Parliamentarism and 10% Less Democracy
"10% Less Democracy" is a good book with an unfortunate title. Garett Jones does an excellent job presenting the evidence that plebiscitary decision-making is perilous to societies. That is why independent central banks perform better than central banks pressured by public opinion, why elected judges perform worse, and appointed city treasurers perform better.
The title is unfortunate, however, because are numerous ways one can have 10% less democracy. Exaggerating for effect, it is a bit like suggesting to improve a failed and heavy car by taking 10% of the steel off. Jones would argue, rightly, that this is of course true, and he specifies in his book what are precisely the democratic aspects he would favor reducing. For example, he would stay very far from limiting freedom of speech - all mentions to this institute are positive. His more specific suggestions for 10% less democracy are:
- Longer terms for politicians
- Independent central banks, both on paper and in practice
- A more oligarchical judiciary
- Greater weights for more informed voters
While we agree a lot on the diagnosis, I depart from Jones on these solutions. Take longer terms for politicians. While the suggestion is more specific than only 10% less democracy, it is still not specific enough. Longer terms for which politicians? In a presidential country, this matters a lot. If the president is strong and you increase the terms for the legislature, the effect will be small because of how decisive the form of government is for the future of a country. If, instead, you increase the terms for presidents and other heads of the executive branch, you risk devolving into autocracy, as so many presidential countries have experience. As John Carey puts it: "Concerns about presidential perpetuation in office are as old as presidentialism itself; they followed naturally from the preoccupation among the founders of America’s many republics with maintaining political stability in the absence of monarchy."
The second suggestion is also not specific enough. Evidence shows that independent central banks are only better when they are independent in practice, not only on paper. But when rules for independent central banks are first created, there has to be some important actor which believes that it will bring about more independence. Maybe the president knows he will maintain his power but wants to appease legislators. Maybe the legislators themselves know there will not be independence, but want to pretend for their constituencies of for foreign observers. But somebody must have some expectation that it will work, otherwise it would not be passed. So we still have a problem: what sort of arrangement will produce central banks who are independent in practice? As I discuss in the book, Carola Binder shows that parliamentary countries put less political pressure in their central banks.
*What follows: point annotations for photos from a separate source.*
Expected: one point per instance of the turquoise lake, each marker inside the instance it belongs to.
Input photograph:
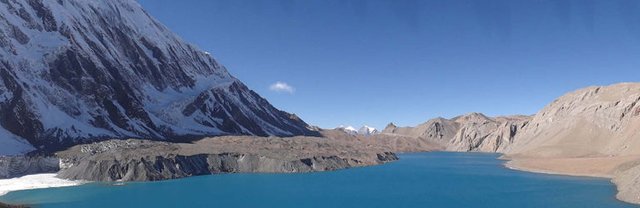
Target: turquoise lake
(435, 179)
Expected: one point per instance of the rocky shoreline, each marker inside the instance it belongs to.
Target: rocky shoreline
(141, 160)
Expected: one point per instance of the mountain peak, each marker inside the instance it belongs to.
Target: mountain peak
(78, 70)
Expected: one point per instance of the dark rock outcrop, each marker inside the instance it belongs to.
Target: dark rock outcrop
(135, 160)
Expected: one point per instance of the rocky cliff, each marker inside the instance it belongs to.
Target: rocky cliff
(78, 71)
(595, 121)
(591, 131)
(16, 166)
(139, 160)
(470, 132)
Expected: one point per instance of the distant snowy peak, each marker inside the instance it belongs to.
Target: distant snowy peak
(364, 130)
(78, 70)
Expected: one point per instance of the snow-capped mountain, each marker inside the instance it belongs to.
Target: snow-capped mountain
(348, 129)
(364, 130)
(77, 70)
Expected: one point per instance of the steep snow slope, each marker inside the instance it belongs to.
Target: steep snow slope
(76, 71)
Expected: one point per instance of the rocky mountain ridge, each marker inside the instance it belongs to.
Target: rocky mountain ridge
(80, 71)
(470, 132)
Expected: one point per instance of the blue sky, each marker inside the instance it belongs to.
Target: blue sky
(356, 62)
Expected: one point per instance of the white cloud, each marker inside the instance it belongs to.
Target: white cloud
(282, 87)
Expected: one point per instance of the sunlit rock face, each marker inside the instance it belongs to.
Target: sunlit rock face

A more oligarchical - or technocratic - judiciary by itself also seems like incapable of achieving great results. As the 2017 World Development Report puts it: "even the most stringent constitutional guarantees of independence and best-practice forms of judicial appointment often do not correlate with de facto measures of independent judicial behavior (Feld and Voigt 2003; Ríos-Figueroa and Staton 2012)." So we are back to the same problem for central banks: how do we ensure independence? You won't be surprised to learn that Hayo and Voigt have found that parliamentary countries provide greater de facto independence to their judiciary than presidential countries.
Applying greater weights for more informed voters would be extremely hard to approve, and for little benefit. Not only would there be great resistance to the idea of having one vote count more than the other, but how would one possibly draw the line in a satisfactory way so that there would not be constant pressures to keep changing it? The reason why I would expect little benefit is that, as discussed in the book, the dangers of plebiscitary decisions derive mostly from the lack of incentives for rational decisions, not from a lack of capacity to make decisions.
Lastly, I would dispute that making democracy more representative and less plebiscitary could even be considered making it "less democratic". When we are facing issues such as Arrow's paradox - which parliaments can overcome - or rationally irrational voters, the system which is capable of actually delivering the "will of the people" is the representative one, and should be recognized as such.